Penantian Untuk Karina

304 18 0
                                    

Zul berharap Karina dapat tersentuh hatinya. Perlahan terlihat buliran bening jatuh menetes pada pipinya yang kemerahan, ya mungkin efek menahan riuh gemuruh didadanya.

“Maaf, belum bisa menjadi istri yang baik buatmu,” disitu tenggorokannya terasa tercekat.

“Aku ingin menghilangkan sakit dihatiku Zul, sebenarnya aku ingin berdamai dengan keadaan ini. Aku tak mau berlarut-larut dalam kebencian, akupun benci pada diriku sendiri yang begitu sulit untuk memaafkan orang-orang yang telah membuat hatiku terluka,” Ia mulai terisak.

“Selama ini aku sudah mencoba untuk membuat hatiku tenang. Ya, dengan cara menjauhi orang-orang yang pernah menyakitiku tentunya. Dengan seperti itu setidaknya sakitku jadi berkurang. itulah sebabnya mengapa kemarin aku lebih memilih tinggal di apartemen sendirian, dan itu juga sebabnya mengapa saat ini aku ingin pindah dari rumah papi, dan itu juga alasannya kenapa aku selalu menghindar darimu, itu semua semata-mata agar aku bisa cepat sembuh, Zul!,”

Netranya tak beralih sedikitpun dari wajah Karina. Ia melihat guratan kesedihan tersirat dimatanya.
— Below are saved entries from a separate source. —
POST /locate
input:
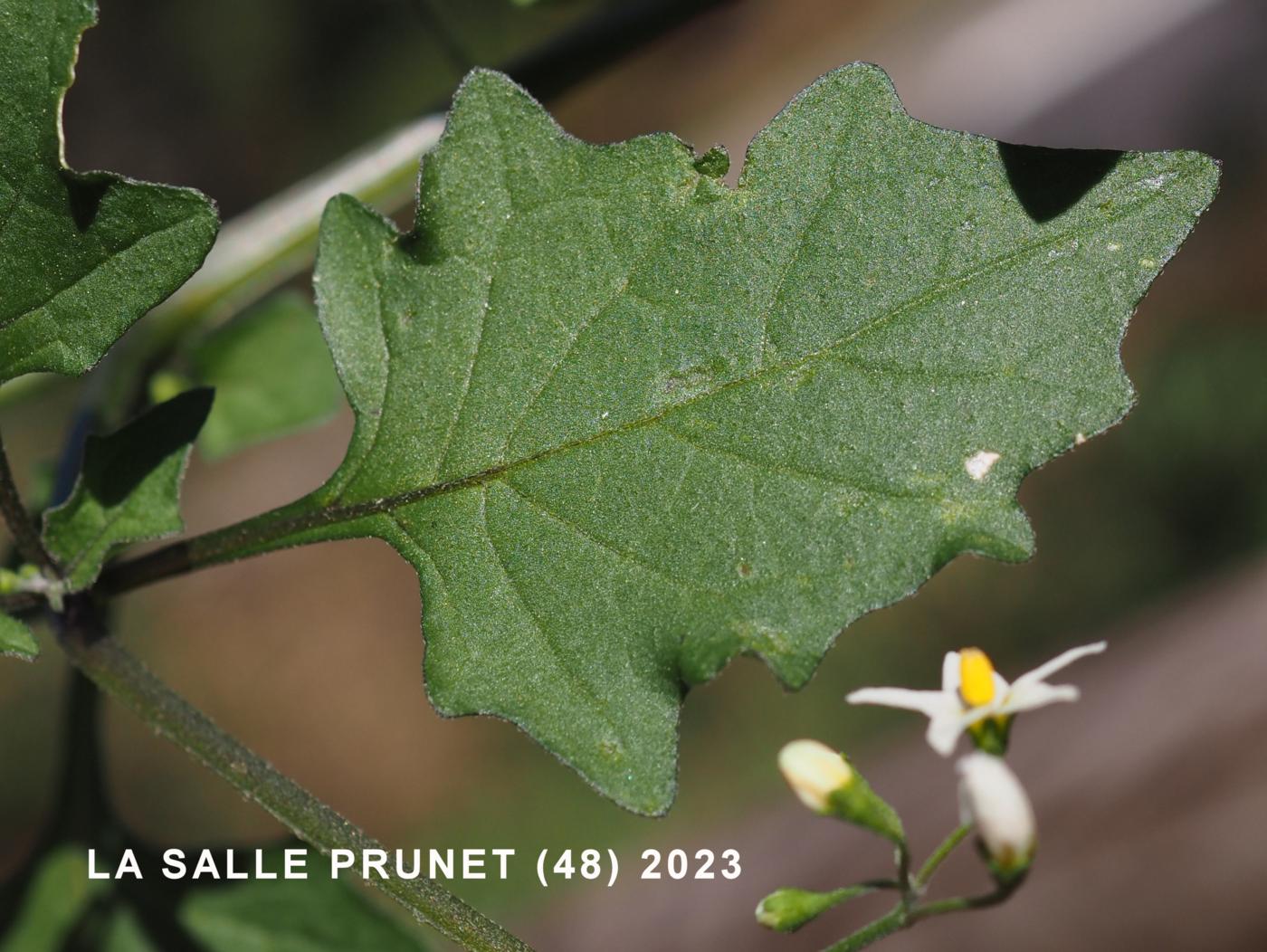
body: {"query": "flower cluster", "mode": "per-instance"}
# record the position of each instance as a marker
(973, 700)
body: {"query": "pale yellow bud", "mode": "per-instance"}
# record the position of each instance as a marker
(814, 772)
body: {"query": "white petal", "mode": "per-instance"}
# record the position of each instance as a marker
(1026, 698)
(1062, 661)
(997, 804)
(931, 704)
(950, 672)
(944, 731)
(1001, 687)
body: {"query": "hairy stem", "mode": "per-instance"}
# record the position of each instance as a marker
(126, 679)
(25, 537)
(962, 904)
(893, 920)
(939, 856)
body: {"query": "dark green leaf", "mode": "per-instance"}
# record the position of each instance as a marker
(627, 423)
(272, 373)
(317, 914)
(81, 255)
(57, 895)
(129, 489)
(16, 641)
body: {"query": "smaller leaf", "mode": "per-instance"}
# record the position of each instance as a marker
(129, 489)
(317, 914)
(272, 372)
(16, 641)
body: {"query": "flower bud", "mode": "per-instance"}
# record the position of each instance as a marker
(814, 772)
(826, 782)
(994, 800)
(788, 909)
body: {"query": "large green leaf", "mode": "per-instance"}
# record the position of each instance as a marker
(255, 402)
(629, 423)
(129, 489)
(81, 255)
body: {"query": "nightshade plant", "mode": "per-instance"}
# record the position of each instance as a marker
(976, 700)
(624, 420)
“Mungkin bagimu aku terlalu berlebihan menyikapi semua ini. Terlihat kekanakan mungkin. Tapi ya beginilah aku. Inilah kekuranganku. Terserah jika kamu mau menerimanya atau tidak. Dan bagiku merubah semuanya ke kondisi semula itu sulit. Butuh waktu, butuh perjuangan..,”
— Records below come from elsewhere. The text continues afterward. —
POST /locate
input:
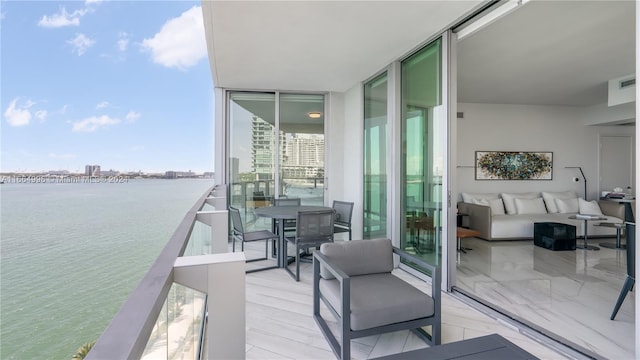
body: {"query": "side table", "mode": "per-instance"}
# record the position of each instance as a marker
(585, 220)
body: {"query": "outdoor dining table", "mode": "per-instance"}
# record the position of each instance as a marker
(281, 213)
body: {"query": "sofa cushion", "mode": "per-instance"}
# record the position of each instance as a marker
(589, 207)
(509, 200)
(530, 206)
(379, 299)
(469, 197)
(359, 257)
(496, 205)
(567, 206)
(550, 199)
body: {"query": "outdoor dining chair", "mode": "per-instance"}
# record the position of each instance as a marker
(238, 233)
(342, 223)
(313, 229)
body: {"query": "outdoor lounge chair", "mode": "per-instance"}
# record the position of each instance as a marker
(354, 277)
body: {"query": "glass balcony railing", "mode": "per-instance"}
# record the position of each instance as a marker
(163, 319)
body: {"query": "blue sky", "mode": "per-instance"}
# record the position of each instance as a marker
(121, 84)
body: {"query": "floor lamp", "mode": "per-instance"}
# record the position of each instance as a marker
(584, 178)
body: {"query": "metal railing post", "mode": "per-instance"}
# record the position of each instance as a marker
(222, 277)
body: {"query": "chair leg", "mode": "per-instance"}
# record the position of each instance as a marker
(628, 285)
(297, 264)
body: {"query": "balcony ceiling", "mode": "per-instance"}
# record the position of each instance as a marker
(544, 53)
(316, 45)
(549, 53)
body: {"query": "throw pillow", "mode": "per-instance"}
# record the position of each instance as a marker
(550, 199)
(509, 200)
(589, 207)
(567, 206)
(496, 205)
(530, 206)
(469, 197)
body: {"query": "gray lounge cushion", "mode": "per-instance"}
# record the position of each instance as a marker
(379, 299)
(359, 257)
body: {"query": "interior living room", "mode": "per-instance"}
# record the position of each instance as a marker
(547, 78)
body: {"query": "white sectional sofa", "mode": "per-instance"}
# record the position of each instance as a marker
(510, 216)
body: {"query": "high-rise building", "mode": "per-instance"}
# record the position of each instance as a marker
(92, 170)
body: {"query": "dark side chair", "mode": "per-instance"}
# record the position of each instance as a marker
(313, 228)
(342, 223)
(238, 233)
(630, 233)
(354, 280)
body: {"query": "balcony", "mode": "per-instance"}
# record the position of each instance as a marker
(270, 317)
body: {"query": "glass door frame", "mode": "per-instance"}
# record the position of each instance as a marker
(222, 148)
(448, 103)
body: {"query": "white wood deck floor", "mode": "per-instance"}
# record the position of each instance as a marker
(280, 324)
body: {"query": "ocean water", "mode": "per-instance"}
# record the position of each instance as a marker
(70, 255)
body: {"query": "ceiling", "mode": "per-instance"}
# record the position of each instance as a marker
(549, 53)
(317, 45)
(545, 52)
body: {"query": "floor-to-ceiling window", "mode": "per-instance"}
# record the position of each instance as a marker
(276, 148)
(376, 145)
(252, 148)
(302, 147)
(422, 134)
Zul faham dengan apa yang dirasakan istrinya itu. Sedikitnya ia sudah tahu tentang kepribadian Karina dari Bik Sari kemarin. Ia pun tahu, setiap hati orang berbeda-beda, dan ia tak berhak memaksakan semuanya harus sama seperti yang ia inginkan.

Disinilah sikap sabar dan pengertiannya itu berperan. Ia mengerti betul, pernikahan itu bukanlah hanya sebatas untuk menyalurkan hawa nafsu semata, tapi ada yang lebih utama, yakni saling melengkapi kekurangan dengan kelebihan satu sama lain.
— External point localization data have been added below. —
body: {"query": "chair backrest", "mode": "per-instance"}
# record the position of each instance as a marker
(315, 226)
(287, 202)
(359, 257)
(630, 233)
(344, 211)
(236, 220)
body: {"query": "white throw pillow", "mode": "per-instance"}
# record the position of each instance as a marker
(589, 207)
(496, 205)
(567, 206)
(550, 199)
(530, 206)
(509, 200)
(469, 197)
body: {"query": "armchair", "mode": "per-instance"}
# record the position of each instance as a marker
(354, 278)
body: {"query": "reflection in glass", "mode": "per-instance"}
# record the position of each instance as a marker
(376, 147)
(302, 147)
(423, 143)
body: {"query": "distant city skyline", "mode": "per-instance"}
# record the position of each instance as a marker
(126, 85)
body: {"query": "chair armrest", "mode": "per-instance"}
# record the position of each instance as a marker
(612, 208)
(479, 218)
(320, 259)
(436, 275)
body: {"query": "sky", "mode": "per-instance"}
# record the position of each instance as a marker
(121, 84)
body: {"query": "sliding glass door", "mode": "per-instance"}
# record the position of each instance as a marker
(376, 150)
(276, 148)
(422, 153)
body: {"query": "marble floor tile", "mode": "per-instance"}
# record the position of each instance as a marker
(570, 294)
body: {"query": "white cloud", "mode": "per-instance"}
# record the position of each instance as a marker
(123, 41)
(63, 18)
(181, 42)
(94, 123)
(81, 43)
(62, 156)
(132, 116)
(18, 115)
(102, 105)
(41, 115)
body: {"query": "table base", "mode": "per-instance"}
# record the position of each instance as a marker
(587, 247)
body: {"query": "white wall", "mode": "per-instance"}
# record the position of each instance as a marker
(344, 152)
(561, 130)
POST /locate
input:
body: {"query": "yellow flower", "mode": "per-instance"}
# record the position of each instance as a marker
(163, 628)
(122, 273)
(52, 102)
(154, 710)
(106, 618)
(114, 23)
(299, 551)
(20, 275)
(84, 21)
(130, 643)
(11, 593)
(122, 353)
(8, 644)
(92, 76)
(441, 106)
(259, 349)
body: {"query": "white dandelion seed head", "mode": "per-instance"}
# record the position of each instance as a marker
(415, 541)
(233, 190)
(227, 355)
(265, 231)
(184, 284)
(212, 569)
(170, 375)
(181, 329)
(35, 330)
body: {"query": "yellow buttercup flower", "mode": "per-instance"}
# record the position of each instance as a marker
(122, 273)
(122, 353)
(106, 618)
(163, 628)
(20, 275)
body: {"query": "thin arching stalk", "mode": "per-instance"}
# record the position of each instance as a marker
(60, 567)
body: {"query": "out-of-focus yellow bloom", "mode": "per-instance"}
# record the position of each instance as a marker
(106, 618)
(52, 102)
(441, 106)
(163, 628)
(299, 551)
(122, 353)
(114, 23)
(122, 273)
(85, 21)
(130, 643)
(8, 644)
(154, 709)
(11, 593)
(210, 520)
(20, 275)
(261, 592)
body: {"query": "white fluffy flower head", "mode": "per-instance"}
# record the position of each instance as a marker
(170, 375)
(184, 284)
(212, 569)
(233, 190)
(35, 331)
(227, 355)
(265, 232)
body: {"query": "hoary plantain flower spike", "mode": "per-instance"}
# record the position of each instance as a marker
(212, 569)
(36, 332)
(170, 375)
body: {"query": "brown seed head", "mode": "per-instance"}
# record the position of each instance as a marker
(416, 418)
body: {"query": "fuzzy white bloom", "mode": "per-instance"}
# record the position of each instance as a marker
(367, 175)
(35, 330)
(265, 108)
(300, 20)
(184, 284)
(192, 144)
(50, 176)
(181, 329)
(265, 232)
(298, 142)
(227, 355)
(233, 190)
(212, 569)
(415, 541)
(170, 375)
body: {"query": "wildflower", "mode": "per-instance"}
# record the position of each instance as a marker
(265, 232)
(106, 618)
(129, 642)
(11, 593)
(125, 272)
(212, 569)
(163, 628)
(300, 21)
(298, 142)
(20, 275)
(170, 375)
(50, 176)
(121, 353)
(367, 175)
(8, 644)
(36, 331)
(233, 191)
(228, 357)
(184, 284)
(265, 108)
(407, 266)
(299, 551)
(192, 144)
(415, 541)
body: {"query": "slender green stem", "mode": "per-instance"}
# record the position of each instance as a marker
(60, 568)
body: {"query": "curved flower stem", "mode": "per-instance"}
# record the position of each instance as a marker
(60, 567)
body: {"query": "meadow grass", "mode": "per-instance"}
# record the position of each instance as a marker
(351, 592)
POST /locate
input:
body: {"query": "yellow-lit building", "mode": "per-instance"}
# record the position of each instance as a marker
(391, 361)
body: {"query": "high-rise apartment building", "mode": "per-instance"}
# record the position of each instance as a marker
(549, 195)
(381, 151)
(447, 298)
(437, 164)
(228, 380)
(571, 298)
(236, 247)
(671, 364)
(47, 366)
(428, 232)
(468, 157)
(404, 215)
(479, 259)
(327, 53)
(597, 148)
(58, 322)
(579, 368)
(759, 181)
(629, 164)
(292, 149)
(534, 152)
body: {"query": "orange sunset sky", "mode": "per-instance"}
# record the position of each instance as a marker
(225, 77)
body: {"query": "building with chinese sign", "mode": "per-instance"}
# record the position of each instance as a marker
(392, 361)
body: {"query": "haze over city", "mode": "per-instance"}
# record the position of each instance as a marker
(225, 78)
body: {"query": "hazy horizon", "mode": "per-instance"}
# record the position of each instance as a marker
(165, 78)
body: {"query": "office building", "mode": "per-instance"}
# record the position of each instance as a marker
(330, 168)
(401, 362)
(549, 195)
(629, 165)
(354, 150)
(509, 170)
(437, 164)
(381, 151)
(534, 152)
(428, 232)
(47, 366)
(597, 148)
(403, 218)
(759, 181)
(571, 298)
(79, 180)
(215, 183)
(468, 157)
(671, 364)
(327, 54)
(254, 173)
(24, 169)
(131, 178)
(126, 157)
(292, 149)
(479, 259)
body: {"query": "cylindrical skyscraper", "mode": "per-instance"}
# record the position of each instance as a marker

“Zul, aku minta maaf, belum bisa memberikan hakmu atasku selama ini, karena aku merasa aku tak ingin memberikannya ditengah kondisi hatiku yang tidak baik. Aku harap kamu bisa memahaminya. Maaf jika telah membuatmu kecewa, aku mohon Zul, bantu aku untuk kembali bahagia....,” ucap Karina disela isak tangisnya. Wajahnya menunduk, bahunya terlihat terguncang.

Zul mengusap kepalanya lembut. Ia tak ingin wanita yang perlahan mulai ia cintai berlarut dalam kesedihannya.

“Istriku, aku ikhlas menunggu sampai kau siap memberikannya. Dan apapun itu, demi kebaikanmu, insya Allah aku akan bantu sekuat yang aku bisa . Dan aku percaya kamu mampu melawan kerasnya hatimu sendiri. Disini aku hanya bisa berdo’a, selebihnya kamu sendirilah yang mampu menaklukannya.”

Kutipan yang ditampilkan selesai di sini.